Malang, Mediaperkebunan.id
Tanaman kapas merupakan salah satu komoditas yang pengembangannya dibina oleh Kementerian Pertanian . Kebijakan yang ada pada awal pengembangan, komoditas ini diarahkan untuk mendukung industri tekstil di Indonesia, yang termasuk industri besar. Nurindah, Prof Riset Balai Penelitian Tanaman Pemanis dan Serat, Puslitbangbun, Balitbangtan menyatakan hal ini.
Dukungan kebijakan tersebut termasuk penetapan areal pengembangan seluas 50.000 ha dan target produksi yang dapat mensubstitusi kebutuhan serat kapas untuk industri tekstil hingga 10%. Akan tetapi, sejak dikembangkannya komoditas ini pada tahun 1980an dengan berbagai dukungan proyek nasional dan internasional, pencapaian luas areal dan produksi serat tidak tercapai, bahkan saat ini hampir seluruh kebutuhan serat kapas (99,9%) untuk industri tekstil dipenuhi dari impor.
Hal ini disebabkan karena berkurangnya minat petani untuk menanam kapas, sebagai akibat dari inefisiensi dalam pengolahan serat dan pola kemitraan yang ada, sehingga margin keuntungan petani dalam budi daya kapas sangat minim.
Di lain pihak, industri tenun tradisional yang dibina oleh Direktorat Jenderal Industri Kecil dan Menengah (IKM), Kementrian Perindustrian, sangat membutuhkan bahan baku serat kapas lokal. Industri tenun tradisional ini merupakan salah satu sektor yang diunggulkan oleh Kemenperin untuk menjaga national heritage dan menyejahterakan pengrajin tenun tradisional.
Ketersediaan bahan baku dari kapas lokal sangat terbatas, karena produktivitas seratnya sangat rendah, sedangkan benang kapas yang diimpor pada umumnya kualitasnya rendah karena berupa benang sintetis (kadar serat kapasnya rendah), karena keterbatasan modal untuk memperoleh benang dengan kualitas baik. Akibat dari penggunaan benang impor dengan kualitas rendah ini adalah hasil kain tenun yang kualitasnya rendah-sedang, nilai jualnya rendah, bahkan dapat terjadi iritasi pada pengguna kain tenun dengan bahan benang sintetik.

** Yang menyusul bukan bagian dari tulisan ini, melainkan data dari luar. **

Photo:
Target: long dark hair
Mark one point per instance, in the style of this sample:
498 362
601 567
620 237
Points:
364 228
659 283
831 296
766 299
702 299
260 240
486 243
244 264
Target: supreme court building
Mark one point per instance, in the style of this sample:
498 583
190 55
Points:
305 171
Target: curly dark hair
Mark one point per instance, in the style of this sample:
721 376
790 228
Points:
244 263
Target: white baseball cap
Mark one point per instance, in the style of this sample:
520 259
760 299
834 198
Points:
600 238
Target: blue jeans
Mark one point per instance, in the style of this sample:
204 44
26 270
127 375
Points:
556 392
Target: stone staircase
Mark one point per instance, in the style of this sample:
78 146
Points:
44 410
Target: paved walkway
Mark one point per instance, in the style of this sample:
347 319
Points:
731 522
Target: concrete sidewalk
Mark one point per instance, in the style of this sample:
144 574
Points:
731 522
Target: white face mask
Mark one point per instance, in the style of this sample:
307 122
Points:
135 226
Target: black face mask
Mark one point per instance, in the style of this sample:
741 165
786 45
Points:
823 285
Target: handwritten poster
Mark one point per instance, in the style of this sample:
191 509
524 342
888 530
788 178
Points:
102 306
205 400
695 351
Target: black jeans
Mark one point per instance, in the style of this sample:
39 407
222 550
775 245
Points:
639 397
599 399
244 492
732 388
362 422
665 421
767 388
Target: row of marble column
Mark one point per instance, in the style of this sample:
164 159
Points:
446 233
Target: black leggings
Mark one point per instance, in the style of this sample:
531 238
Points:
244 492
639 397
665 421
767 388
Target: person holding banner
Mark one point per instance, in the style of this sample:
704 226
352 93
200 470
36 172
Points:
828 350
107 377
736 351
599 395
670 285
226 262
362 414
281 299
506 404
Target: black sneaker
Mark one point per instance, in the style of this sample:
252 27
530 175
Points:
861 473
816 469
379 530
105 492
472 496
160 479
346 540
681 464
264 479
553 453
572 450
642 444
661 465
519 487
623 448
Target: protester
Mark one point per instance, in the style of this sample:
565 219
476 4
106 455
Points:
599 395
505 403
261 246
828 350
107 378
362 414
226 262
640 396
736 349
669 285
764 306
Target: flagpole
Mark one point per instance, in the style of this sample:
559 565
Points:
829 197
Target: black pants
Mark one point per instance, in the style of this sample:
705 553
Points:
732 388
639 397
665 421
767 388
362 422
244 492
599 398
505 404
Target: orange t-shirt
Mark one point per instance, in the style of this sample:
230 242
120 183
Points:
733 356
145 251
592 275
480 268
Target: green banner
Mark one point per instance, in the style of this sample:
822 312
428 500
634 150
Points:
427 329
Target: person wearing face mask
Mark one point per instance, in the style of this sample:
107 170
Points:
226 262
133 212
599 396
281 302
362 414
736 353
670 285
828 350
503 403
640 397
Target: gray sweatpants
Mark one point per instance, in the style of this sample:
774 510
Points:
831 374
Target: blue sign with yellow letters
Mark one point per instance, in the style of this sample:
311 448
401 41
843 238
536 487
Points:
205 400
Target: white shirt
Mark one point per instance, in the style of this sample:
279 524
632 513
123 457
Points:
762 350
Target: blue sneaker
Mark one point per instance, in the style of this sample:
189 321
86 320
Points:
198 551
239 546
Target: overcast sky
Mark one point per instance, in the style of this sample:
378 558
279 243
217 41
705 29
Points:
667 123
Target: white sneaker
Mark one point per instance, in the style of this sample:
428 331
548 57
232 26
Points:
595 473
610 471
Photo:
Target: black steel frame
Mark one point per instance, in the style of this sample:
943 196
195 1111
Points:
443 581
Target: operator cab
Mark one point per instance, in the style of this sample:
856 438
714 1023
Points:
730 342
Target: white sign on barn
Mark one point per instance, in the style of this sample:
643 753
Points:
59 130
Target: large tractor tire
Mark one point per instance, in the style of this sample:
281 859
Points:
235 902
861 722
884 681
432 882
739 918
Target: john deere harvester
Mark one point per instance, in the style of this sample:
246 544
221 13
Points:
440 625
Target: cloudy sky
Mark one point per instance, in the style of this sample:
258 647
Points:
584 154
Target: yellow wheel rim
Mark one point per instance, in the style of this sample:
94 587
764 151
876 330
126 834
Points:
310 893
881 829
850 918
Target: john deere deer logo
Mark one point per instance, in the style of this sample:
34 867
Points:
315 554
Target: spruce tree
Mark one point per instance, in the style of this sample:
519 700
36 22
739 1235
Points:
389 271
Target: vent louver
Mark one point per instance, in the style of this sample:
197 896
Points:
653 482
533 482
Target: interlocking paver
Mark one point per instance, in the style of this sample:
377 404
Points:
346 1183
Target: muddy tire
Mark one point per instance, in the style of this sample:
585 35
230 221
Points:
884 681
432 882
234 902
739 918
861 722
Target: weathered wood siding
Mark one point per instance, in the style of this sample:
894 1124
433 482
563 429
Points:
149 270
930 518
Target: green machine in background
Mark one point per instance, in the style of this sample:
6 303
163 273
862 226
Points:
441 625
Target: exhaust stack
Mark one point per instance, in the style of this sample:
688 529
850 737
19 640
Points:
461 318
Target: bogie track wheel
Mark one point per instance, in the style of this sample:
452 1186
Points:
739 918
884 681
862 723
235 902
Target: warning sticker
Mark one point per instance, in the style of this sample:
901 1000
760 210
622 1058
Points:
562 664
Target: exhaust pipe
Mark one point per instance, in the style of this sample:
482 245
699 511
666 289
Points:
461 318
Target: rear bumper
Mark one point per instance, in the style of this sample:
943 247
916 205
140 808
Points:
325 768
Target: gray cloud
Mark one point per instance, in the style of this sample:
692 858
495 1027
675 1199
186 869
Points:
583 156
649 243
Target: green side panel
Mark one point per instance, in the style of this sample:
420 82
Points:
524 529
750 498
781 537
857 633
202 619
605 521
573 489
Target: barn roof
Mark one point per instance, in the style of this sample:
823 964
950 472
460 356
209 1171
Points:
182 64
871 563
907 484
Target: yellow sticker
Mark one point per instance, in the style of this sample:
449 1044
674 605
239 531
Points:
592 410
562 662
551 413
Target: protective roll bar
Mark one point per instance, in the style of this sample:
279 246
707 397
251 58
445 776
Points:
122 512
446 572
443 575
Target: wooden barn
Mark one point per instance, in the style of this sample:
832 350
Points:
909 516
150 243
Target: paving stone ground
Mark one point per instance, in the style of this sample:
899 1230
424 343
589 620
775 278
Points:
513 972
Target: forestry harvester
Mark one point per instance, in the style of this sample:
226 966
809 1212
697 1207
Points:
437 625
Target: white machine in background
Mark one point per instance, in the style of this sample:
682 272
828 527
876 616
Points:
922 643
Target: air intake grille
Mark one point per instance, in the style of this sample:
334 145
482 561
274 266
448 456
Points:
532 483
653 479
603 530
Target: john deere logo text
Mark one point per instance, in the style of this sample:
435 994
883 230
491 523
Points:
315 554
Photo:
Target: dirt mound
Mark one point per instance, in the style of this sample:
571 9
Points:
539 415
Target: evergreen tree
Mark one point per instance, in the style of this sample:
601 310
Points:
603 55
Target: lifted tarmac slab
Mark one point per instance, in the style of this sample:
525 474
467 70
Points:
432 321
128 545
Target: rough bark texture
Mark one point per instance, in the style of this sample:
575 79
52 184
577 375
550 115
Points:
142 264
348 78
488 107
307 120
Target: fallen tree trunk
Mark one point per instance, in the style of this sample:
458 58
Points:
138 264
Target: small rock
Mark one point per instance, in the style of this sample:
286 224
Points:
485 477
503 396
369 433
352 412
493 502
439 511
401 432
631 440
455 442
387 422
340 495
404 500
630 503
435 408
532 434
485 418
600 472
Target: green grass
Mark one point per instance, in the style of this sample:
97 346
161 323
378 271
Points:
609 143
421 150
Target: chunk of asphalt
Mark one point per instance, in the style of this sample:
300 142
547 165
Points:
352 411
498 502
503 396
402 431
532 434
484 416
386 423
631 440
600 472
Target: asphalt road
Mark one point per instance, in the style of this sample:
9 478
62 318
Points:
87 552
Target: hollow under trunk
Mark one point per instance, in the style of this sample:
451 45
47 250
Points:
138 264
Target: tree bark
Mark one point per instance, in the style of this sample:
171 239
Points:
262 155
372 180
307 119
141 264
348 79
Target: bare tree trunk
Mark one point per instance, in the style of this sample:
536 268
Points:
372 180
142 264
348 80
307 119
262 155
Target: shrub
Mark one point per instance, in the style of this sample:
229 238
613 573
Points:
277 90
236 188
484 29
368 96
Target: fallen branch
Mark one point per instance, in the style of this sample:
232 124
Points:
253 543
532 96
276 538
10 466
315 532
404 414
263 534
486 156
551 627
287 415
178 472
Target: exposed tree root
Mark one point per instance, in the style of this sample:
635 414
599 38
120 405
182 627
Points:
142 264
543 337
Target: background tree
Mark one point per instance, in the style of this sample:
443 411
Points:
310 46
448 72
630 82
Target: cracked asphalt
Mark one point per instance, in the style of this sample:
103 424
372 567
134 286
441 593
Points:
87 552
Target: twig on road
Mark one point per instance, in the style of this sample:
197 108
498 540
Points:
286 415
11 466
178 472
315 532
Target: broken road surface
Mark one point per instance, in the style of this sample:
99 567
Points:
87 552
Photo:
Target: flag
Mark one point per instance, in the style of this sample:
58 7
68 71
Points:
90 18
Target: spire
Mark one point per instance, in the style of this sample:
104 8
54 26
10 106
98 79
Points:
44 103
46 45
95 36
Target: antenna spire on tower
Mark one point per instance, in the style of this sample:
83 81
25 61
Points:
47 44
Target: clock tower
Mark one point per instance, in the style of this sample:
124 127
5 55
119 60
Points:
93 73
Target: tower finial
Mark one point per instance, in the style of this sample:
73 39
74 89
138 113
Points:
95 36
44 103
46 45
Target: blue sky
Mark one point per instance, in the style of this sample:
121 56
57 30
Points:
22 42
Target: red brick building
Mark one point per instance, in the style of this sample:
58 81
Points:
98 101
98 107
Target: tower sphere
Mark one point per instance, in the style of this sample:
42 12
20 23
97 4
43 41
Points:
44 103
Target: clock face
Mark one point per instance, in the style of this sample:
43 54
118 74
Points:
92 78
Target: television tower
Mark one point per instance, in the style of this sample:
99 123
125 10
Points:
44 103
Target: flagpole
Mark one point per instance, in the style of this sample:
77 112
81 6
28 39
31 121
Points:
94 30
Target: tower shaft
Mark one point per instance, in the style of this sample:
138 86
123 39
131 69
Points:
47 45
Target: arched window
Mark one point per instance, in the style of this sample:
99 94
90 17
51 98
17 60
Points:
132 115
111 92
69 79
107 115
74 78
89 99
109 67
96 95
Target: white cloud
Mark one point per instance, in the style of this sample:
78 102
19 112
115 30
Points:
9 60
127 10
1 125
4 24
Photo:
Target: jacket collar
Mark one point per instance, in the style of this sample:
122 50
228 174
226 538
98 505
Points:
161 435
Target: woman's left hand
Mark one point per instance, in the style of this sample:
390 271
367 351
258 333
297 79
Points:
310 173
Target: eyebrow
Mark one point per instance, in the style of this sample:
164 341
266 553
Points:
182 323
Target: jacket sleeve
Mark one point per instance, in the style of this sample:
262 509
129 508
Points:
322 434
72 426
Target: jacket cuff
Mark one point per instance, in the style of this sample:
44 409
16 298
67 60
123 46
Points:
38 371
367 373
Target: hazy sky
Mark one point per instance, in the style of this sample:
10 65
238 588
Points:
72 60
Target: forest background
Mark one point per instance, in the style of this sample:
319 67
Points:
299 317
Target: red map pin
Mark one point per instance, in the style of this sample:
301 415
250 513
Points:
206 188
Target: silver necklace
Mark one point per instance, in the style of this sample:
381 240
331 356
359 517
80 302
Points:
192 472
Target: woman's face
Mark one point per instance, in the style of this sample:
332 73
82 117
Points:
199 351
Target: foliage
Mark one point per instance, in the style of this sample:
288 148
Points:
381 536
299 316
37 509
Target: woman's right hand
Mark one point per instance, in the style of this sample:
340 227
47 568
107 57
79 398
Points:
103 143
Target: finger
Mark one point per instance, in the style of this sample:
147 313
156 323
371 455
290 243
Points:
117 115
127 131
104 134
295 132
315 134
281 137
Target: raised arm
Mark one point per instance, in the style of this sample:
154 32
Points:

Beberapa penenun yang masih mempertahankan ketradisionalannya, menggunakan serat kapas dari tanaman kapas lokal (Gossypium barbadense) yang produksi seratnya sangat rendah dan penanamannya terbatas. Oleh karena itu, untuk mengembalikan tenun tradisional menjadi produk yang berkualitas dan bernilai seni tinggi, serta meningkatkan produksinya, maka penyediaan serat kapas di lokasi sekitar industri tenun ini menjadi hal yang perlu segera dilakukan, melalui introduksi varietas unggul kapas dan teknologi budi daya pendukungnya, serta penanganan pasca panen yang efisien.
Balitbangtan telah banyak menghasilkan teknologi budi daya, termasuk pelepasan lebih dari 20 varietas unggul nasional, dan penanganan pascapanen kapas yang efisien. Melalui diseminasi introduksi varietas unggul baru kapas untuk mendukung industri tenun tradisional di NTT pada tahun 2016-2018, teknologi yang diintroduksikan diterima dengan baik oleh petani dan pengrajin tenun.
Oleh karena itu, untuk mencapai target peningkatan kesejahteraan petani, pemanfaatan teknologi hasil Balitbangtan, diperlukan kebijakan yang terkait dengan pengembangan kapas untuk mendukung IKM kain tenun tradisional.
Untuk mencapai hal itu diperlukan kebijakan yang mempertimbangkan: dimanfaatkannya teknologi hasil penelitian dan pengembangan komoditas kapas (varietas unggul, sistem bud daya yang efisien dan ramah lingkungan, dan penggunaan alat pemisah serat yang tepat guna) untuk mendukung revitalisasi industri tenun tradisional skala kecil-menengah. Diciptakannya program sinergi antara Balitbangtan sebagai penghasil teknologi input, yaitu teknologi hulu yang berperan penyediaan bahan baku, dengan Ditjen IKM Kemenperin sebagai pembina pengrajin tenun tradisonal, untuk meningkatkan kesejahteraan petani, serta mewujudkan tercapainya SDGs.